Silence. The ceiling fan clicks. The morning light warms the room.
“I called my mom,” Casey says.
“How is Brenda?”
“She told me I was being an idiot, and to get my shoes off of the bed.”
“Your mother is a perceptive woman. You should listen to her, especially about the shoes.”
“She told me that being hurt doesn't mean being right, and that I left with half a conversation and called it a decision.” His voice catches. The ER calm is not fully deployed this morning. It is patchy, intermittent, and underneath the patches, the raw, tired, four-days-of-not-sleeping Casey is showing through. “She told me I was leaving first because I was scared of being left behind.”
“Were you?”
“Yeah.” The word is small and honest and costs him something. “My dad died when I was sixteen. No warning. One day he was there, the next day he wasn't, and I have been bracing for the next disappearance my whole life. When I heard you on the phone describing us like a failed surgery, my brain went straight to: he's going to leave, so leave first, leave before it hurts worse.” He swallows. “That's not your fault. That's my thing. That's the baggage I bring to this.”
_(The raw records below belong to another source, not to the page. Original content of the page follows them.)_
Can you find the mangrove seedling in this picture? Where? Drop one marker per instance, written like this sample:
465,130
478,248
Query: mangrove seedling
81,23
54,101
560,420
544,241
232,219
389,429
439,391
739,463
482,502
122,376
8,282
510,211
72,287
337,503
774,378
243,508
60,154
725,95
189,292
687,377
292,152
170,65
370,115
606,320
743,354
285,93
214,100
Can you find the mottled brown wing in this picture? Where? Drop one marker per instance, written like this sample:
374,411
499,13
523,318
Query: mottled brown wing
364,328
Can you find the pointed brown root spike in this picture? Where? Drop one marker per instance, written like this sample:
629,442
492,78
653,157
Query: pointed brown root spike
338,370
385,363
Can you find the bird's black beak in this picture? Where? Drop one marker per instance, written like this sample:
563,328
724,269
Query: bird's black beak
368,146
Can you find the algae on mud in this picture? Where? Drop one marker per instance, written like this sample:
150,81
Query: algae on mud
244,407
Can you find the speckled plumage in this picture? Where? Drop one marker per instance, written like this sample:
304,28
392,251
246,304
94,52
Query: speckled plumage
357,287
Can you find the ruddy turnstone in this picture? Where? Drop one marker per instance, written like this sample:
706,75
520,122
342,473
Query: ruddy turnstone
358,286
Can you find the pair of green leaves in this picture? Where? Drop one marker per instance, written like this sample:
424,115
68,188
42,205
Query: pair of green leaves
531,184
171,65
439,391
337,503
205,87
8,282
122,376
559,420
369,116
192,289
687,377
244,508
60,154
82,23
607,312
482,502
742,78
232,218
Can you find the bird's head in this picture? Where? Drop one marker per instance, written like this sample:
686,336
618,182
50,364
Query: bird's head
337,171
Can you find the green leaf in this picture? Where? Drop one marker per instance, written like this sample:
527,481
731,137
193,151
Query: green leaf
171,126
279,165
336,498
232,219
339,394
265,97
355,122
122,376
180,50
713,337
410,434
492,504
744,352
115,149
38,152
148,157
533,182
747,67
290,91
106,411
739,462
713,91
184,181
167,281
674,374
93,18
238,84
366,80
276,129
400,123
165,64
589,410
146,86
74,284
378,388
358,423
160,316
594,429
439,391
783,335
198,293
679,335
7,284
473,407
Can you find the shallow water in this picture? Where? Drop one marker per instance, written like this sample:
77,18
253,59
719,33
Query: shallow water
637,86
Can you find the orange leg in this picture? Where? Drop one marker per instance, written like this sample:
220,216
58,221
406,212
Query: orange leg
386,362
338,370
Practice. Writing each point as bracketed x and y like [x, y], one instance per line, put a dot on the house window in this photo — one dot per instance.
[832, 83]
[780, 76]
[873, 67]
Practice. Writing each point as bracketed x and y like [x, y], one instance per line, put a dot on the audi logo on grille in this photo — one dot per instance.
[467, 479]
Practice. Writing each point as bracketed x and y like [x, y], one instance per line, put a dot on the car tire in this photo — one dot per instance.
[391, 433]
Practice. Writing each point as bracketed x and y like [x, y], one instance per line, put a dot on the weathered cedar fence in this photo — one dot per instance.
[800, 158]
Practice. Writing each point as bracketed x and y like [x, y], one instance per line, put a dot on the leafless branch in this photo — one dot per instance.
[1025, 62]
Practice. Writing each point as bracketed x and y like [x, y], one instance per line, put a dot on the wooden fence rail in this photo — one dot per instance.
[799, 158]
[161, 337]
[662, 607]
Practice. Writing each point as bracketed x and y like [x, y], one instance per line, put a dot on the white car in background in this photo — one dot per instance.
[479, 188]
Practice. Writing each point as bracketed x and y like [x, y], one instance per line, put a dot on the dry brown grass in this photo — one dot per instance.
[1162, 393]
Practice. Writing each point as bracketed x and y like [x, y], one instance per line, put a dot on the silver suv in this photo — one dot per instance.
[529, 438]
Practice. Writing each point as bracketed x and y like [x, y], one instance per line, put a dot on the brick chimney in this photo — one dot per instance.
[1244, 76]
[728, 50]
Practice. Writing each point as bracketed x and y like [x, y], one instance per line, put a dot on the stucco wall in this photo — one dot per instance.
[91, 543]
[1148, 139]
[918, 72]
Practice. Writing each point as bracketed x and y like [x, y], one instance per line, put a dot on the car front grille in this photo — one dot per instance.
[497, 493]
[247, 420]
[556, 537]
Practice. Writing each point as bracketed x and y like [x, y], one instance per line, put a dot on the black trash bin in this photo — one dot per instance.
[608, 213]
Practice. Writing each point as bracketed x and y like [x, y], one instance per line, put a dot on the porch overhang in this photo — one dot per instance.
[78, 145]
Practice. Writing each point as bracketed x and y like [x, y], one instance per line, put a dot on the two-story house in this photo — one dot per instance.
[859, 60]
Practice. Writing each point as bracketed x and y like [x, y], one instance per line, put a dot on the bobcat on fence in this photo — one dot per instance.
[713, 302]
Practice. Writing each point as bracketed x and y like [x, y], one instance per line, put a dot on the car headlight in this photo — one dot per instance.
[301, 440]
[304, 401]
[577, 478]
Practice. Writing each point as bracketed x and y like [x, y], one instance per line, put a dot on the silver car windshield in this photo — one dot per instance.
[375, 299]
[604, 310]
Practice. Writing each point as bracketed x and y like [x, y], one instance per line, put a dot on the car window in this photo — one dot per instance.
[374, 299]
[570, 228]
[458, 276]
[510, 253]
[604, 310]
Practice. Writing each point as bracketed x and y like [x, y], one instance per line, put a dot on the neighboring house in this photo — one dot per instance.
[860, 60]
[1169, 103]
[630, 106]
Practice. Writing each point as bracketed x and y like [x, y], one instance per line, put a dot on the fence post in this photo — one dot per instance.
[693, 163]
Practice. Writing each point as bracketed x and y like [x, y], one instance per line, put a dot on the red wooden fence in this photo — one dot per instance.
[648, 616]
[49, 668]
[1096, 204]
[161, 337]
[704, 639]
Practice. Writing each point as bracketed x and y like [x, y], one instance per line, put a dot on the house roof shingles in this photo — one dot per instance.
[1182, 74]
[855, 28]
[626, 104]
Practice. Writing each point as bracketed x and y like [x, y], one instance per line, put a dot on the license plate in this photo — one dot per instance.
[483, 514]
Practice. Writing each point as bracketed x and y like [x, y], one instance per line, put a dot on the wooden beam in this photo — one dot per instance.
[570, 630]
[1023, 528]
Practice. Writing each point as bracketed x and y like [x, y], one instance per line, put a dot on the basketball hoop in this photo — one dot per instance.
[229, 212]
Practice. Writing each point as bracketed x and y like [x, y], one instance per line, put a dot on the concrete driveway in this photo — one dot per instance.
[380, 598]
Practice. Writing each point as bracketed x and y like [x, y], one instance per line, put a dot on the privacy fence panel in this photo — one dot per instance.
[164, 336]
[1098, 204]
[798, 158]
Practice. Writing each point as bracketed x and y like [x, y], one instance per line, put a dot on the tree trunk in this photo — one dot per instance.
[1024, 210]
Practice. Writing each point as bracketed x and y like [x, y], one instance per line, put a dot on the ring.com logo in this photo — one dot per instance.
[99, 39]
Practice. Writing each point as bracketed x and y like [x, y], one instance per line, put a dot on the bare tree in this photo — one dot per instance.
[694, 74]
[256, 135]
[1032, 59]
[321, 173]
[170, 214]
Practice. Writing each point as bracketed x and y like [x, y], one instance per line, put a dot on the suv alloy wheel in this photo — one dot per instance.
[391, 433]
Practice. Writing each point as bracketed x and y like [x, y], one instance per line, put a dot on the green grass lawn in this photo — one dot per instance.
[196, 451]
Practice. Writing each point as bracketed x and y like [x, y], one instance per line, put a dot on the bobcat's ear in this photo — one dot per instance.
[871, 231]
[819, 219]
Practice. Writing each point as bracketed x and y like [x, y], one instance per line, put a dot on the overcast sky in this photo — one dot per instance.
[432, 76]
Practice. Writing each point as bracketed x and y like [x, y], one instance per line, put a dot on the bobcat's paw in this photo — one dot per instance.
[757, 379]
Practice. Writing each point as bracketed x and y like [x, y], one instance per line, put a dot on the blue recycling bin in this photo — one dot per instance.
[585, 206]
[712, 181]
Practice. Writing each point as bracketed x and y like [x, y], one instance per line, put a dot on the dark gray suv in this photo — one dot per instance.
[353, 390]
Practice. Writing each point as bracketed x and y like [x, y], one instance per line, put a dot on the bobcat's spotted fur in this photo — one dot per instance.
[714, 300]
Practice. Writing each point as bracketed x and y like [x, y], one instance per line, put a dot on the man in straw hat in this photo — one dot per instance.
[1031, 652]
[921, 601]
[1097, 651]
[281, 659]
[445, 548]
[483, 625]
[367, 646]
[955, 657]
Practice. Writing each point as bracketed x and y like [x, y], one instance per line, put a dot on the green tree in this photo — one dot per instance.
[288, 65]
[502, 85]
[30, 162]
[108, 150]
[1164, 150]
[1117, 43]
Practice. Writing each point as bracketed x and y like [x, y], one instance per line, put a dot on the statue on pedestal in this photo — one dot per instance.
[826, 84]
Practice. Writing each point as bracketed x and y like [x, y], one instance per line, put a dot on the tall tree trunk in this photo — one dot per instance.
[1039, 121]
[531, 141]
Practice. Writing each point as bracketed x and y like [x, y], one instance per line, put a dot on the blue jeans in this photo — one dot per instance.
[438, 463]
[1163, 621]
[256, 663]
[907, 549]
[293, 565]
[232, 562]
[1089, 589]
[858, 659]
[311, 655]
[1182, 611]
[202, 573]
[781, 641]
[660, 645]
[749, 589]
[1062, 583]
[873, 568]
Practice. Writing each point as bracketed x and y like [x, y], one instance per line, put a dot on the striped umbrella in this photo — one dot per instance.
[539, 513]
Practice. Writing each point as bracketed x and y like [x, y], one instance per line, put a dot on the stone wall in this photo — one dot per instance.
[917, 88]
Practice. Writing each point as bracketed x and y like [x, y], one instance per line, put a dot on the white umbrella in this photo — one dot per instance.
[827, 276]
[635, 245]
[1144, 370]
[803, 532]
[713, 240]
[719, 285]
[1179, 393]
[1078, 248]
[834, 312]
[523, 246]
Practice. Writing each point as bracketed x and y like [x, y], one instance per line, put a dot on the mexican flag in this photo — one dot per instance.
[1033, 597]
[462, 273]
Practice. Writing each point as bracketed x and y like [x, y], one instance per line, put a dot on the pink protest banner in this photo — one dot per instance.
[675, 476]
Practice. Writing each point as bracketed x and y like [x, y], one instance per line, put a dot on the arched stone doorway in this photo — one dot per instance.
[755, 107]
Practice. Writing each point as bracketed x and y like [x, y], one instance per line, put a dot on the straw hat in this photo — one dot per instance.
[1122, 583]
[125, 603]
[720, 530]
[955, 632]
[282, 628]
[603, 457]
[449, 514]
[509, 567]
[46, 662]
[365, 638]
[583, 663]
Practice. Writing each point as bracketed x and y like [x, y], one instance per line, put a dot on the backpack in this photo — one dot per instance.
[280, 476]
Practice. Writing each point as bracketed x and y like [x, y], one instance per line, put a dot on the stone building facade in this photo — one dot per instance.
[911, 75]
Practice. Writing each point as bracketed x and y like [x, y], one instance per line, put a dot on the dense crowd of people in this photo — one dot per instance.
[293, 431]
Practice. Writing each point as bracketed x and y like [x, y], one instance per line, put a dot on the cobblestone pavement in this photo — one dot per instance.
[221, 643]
I look at him. He looks at me. Two men in a hotel room in Jaipur, both flawed, both scared, both standing in the wreckage of a fight that was caused by fear on both sides and can only be repaired by something that is not fear.
“I am not going to leave,” I say, and the words come out without clinical packaging or calculation. Simple and clear and shaking. “I am not going to disappear. I am terrible at saying thisand I am going to keep being terrible at it and there will be mornings when the pressure builds and my brain defaults to clinical language and you will want to shake me, and I will deserve it. But I am not going to leave. I am choosing you. In daylight, without the moon, without adrenaline, without any excuse except the true one, which is that you are the only person who has ever made me feel like I could stop performing and just exist.”
Casey's eyes are bright. Wet. The blue is shimmering in the morning light.
“I'm sorry I left,” he says. “I'm sorry I didn't listen. I'm sorry I used my patience like a weapon and walked away when you were trying to talk to me. That's not who I want to be. I want to be the guy who stays. I want to be the guy who listens even when it hurts. And I wasn't that guy in the corridor, and I'm sorry.”
I close the distance between us. Two steps. Three. Close enough to feel the heat of his body through the thin cotton of his T-shirt.
“Not a lapse in judgment,” I say.
His face crumbles. The sound he makes is a laugh or a sob or both, a wet, broken, beautiful thing that fills the small hotel room.
“Not a lapse in judgment,” he says, and his hands come up and find my face, enormous and warm and steady, Casey's hands are always steady, and they frame my jaw and tilt my face up and I let them.